Kültür din ve ideolojinin bedenlenmesi, ete kemiğe bürünmesidir. Bu ikisini birbirinden ayırmak mümkün değildir. Eğer birileri din ile kültürü birbirinden ayırmaya, aralarındaki bağı koparmaya kalkışırsa -zor olmakla beraber bunu yapabilirse- kültür ile beraber dîni de değiştirme yoluna girmiş olur. Bedenini parça parça kaybeden din gider (milletin hayatından çıkar) onun yerine yeni kültürün dîni veya dinsizliği gelir.

Kültür ile din arasında böyle bir bağ bulunduğuna göre; kültürün değişmesi dîni yakından ilgilendirir.

İslâm'ın beş temel amacından biri dîni (Müslümanların hayatında İslâm'ı) korumaktır. İslâm'ın korunmasını olumsuz etkileyen bir davranış, bir kültür değişimi, bir kültür taklidi haramdır, bazan bununla da kalmaz dinden çıkma sonucunu doğurur.

Sevgili Peygamberimiz (s.a.v.) Medine'ye göçünce, burada öteden beri iki bayramın bulunduğunu ve bu bayramlarda kutlama yapıldığını öğrendi. Bayramlar, dînin etkilenmesi bakımından önemli kültür unsurları olduğu için bunları değiştirdi ve yerlerine Ramazan ile Kurban bayramlarını tebliğ etti.

Daha pek çok hadîste, başka dinlerle ilişkisi veya sembolik değeri/fonksiyonu bulunan âdet ve uygulamaları Müslümanlara yasakladı.

Bununla beraber gayri müslimlere benzeme amacı olmadan sevgililer günü, doğum günü ve evlilik günü gibi günlerde kişinin hanımına hediye almasının bir sakıncası yoktur.

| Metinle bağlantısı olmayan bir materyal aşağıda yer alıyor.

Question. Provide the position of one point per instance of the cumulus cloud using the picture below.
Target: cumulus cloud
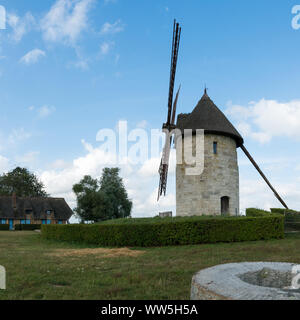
(20, 25)
(66, 20)
(106, 47)
(18, 135)
(61, 176)
(32, 56)
(27, 159)
(266, 119)
(112, 28)
(44, 111)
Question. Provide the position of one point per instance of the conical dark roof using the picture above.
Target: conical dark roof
(209, 117)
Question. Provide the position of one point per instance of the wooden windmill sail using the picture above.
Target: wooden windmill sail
(170, 124)
(205, 116)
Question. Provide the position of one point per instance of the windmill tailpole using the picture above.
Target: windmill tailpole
(263, 176)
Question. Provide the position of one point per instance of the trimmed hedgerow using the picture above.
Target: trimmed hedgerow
(4, 227)
(254, 212)
(291, 218)
(176, 232)
(27, 227)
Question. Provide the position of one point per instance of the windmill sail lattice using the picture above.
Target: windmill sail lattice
(170, 124)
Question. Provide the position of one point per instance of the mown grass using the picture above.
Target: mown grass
(33, 272)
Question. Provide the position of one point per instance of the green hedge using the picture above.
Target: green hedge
(4, 227)
(176, 232)
(27, 227)
(283, 211)
(254, 212)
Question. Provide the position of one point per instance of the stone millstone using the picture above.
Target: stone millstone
(245, 281)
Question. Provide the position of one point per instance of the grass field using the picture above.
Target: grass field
(40, 269)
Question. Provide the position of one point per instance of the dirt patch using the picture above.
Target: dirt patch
(106, 253)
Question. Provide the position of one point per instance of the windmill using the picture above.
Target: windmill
(192, 195)
(170, 124)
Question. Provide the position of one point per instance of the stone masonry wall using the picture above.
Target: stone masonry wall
(201, 194)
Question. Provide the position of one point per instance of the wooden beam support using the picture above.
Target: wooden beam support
(263, 176)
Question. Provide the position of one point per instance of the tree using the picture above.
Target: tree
(22, 182)
(104, 199)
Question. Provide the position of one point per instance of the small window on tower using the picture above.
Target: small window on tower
(215, 147)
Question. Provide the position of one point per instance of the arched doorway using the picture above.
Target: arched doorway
(225, 206)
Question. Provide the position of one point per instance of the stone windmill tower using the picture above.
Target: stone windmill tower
(214, 190)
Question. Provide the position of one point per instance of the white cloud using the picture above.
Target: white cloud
(106, 47)
(81, 64)
(66, 20)
(112, 28)
(61, 176)
(266, 119)
(110, 1)
(18, 135)
(32, 56)
(45, 111)
(20, 26)
(142, 124)
(28, 159)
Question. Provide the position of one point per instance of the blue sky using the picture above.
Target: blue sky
(70, 68)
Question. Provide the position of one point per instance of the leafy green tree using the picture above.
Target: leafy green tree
(22, 182)
(104, 199)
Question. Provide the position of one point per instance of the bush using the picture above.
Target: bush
(27, 227)
(254, 212)
(4, 227)
(178, 231)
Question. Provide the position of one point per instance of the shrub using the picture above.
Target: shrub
(178, 231)
(254, 212)
(4, 227)
(27, 227)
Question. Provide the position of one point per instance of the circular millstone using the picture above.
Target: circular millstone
(245, 281)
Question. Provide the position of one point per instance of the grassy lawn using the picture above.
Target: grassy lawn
(41, 269)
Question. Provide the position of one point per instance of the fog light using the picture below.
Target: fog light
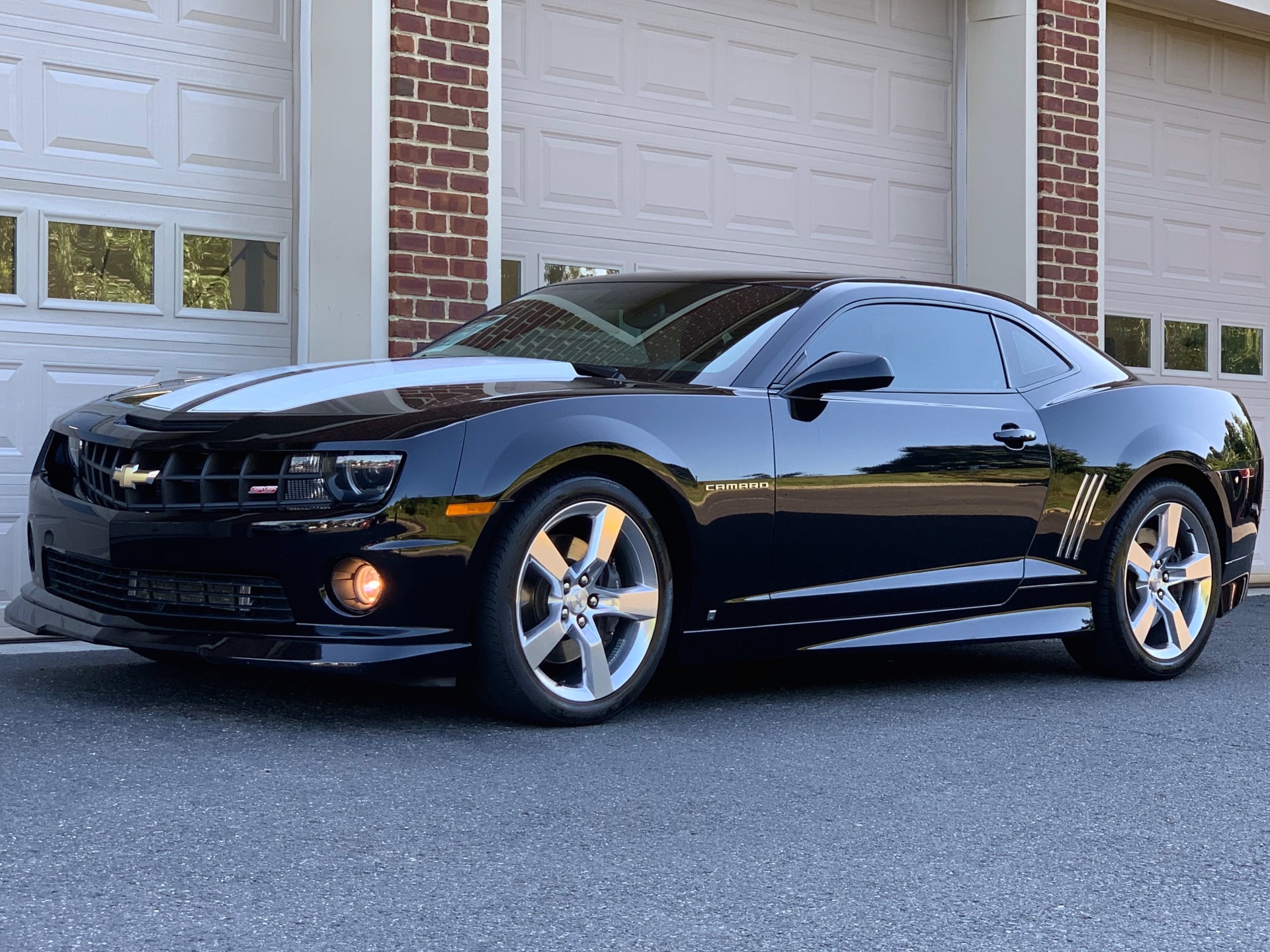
(357, 586)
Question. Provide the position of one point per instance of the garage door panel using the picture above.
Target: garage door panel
(798, 202)
(719, 67)
(1189, 192)
(746, 134)
(257, 32)
(92, 114)
(122, 116)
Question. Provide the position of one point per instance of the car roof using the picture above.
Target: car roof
(799, 280)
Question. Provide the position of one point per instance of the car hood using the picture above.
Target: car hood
(352, 386)
(353, 400)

Konuyla ilgili aşağıdaki makaleyi de okumanızı tavsiye ederiz:

Sevgili Değil, Sevgi Günü

"Sevgi"linin önemi ve değeri sevgiden kaynaklanıyor, ama sevgiyi yalnızca sevgiliye ait kılmak haksızlık; bütün varlıkların varoluşu ve varlığını devam ettirişi sevgiye bağlıdır.

İslamî düşünceye/irfana göre varlık ile güzellik, iyilik ve sevgi arasında sıkı bir münasebet vardır. Allah mutlak kemaldir, mutlak güzelliktir, O bu güzelliğin bilinmesini istemiş ve bu sebeple varlığı yaratmıştır.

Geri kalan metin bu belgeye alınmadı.